SAN VINCENZO. Prima il Daspo urbano, ora il divieto di dimora in tutta la provincia di Livorno. Lo ha deciso il giudice dopo che il 42enne senza fissa dimora protagonista, nelle ultime settimane, di una serie di episodi che hanno tenuto con il fiato sospeso San Vincenzo, è stato trovato di nuovo con un coltello.
Il provvedimento è stato disposto dal gip, su richiesta della Procura, nell’ambito dell’indagine nata dopo quanto accaduto il 26 luglio, quando l’uomo era rimasto ferito dal colpo di pistola sparato da un agente della polizia locale.
Il colpo di pistola dopo l’aggressione
Quel giorno la situazione era precipitata nel giro di pochi istanti. Il 42enne avrebbe cercato di aggredire un agente della polizia locale con un coltello.
Il vigile aveva quindi estratto la pistola e sparato per difendersi dal tentativo di accoltellamento. Il proiettile aveva raggiunto il 42enne all’addome, che era stato soccorso e trasportato in ospedale.

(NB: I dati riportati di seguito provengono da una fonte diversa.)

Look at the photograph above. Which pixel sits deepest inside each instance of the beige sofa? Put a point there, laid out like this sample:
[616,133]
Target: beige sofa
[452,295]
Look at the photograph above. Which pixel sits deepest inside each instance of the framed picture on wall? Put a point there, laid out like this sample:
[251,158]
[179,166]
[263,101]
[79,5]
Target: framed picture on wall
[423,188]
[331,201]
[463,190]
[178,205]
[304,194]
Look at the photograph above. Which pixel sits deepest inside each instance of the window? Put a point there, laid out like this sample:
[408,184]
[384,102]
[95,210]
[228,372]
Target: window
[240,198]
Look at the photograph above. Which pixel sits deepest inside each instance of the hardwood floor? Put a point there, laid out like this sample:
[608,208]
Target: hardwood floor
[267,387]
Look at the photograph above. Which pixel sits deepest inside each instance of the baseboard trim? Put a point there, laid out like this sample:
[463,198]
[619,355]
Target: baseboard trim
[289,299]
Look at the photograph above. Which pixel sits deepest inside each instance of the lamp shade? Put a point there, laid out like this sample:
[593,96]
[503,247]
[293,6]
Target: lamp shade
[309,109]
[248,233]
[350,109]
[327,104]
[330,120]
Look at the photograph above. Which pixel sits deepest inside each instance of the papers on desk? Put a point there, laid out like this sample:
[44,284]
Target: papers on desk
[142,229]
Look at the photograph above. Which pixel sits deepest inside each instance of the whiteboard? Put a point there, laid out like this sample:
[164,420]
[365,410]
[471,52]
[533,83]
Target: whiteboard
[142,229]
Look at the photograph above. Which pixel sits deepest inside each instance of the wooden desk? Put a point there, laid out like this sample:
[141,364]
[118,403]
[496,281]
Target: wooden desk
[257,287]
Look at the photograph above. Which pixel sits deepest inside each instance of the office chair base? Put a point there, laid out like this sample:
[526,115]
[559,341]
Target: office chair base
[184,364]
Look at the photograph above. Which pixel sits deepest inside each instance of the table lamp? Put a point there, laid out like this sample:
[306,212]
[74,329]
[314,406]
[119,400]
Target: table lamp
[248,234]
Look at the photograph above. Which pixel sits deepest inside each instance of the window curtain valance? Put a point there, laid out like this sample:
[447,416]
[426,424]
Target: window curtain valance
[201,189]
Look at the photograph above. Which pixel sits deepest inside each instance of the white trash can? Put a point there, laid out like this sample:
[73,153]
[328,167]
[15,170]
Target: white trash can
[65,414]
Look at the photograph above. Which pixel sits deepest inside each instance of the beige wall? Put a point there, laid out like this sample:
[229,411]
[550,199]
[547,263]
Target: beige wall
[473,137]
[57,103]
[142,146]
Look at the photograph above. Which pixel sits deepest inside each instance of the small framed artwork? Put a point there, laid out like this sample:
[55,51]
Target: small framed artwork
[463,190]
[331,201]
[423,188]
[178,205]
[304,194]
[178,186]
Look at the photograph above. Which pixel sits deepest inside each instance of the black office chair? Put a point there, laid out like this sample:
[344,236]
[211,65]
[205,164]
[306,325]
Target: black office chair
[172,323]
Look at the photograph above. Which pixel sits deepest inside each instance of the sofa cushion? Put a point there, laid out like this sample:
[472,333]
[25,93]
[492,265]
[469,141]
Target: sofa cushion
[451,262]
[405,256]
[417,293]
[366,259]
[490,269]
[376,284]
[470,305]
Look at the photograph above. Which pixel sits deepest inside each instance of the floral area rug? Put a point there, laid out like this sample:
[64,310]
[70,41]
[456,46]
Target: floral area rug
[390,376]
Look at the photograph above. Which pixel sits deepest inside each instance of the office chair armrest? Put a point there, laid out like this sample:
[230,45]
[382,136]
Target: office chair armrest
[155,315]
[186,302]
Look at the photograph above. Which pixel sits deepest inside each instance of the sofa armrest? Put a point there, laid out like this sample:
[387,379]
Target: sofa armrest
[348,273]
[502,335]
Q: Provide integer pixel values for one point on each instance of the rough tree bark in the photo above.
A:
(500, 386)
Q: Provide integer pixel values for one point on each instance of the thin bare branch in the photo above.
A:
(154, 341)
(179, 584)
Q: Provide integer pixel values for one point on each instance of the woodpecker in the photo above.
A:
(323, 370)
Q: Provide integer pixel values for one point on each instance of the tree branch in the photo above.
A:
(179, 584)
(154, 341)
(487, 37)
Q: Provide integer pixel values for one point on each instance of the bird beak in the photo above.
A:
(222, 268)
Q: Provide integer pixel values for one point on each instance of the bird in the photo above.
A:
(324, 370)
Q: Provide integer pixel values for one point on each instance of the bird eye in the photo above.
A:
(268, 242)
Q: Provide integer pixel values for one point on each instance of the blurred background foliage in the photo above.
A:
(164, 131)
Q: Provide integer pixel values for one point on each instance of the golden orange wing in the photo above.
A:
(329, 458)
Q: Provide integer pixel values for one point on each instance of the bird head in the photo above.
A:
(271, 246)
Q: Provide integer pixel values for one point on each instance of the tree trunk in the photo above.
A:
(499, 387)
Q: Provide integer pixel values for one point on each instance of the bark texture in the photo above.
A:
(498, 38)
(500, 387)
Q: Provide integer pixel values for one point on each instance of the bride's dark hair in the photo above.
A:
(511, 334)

Da quell’episodio è partita l’indagine. L’uomo è accusato di resistenza e minaccia a pubblico ufficiale e porto abusivo di arma.
Nei suoi confronti era già stato adottato anche il Daspo urbano, ma la situazione non si è fermata lì.
Fermato di nuovo, aveva un altro coltello
A distanza di pochi giorni, infatti, il 42enne è finito nuovamente al centro di un intervento delle forze dell’ordine.
È successo giovedì 6 agosto, quando gli agenti della squadra mobile e del commissariato lo hanno individuato mentre camminava lungo la Vecchia Aurelia, all’altezza di San Vincenzo Nord.
Lo hanno fermato e controllato: ancora una volta aveva con sé un coltello.
Per il 42enne è scattata così una seconda denuncia a piede libero per porto abusivo di arma. Un nuovo episodio arrivato a pochissima distanza da quello ben più grave del 26 luglio.
Il giudice: non può restare nella provincia di Livorno
Adesso è arrivato anche il provvedimento del giudice. Su richiesta della Procura è stata applicata nei confronti dell’uomo la misura cautelare del divieto di dimora nella provincia di Livorno.
Significa che il 42enne non potrà più rimanere sul territorio provinciale, San Vincenzo compreso.
Un provvedimento che segna un nuovo capitolo di una vicenda cominciata ben prima dello sparo del 26 luglio e che nelle ultime settimane aveva provocato preoccupazione e numerosi interventi delle forze dell’ordine.
L’ultimo controllo sulla Vecchia Aurelia, con il ritrovamento di un altro coltello, è arrivato appena pochi giorni prima della decisione del giudice.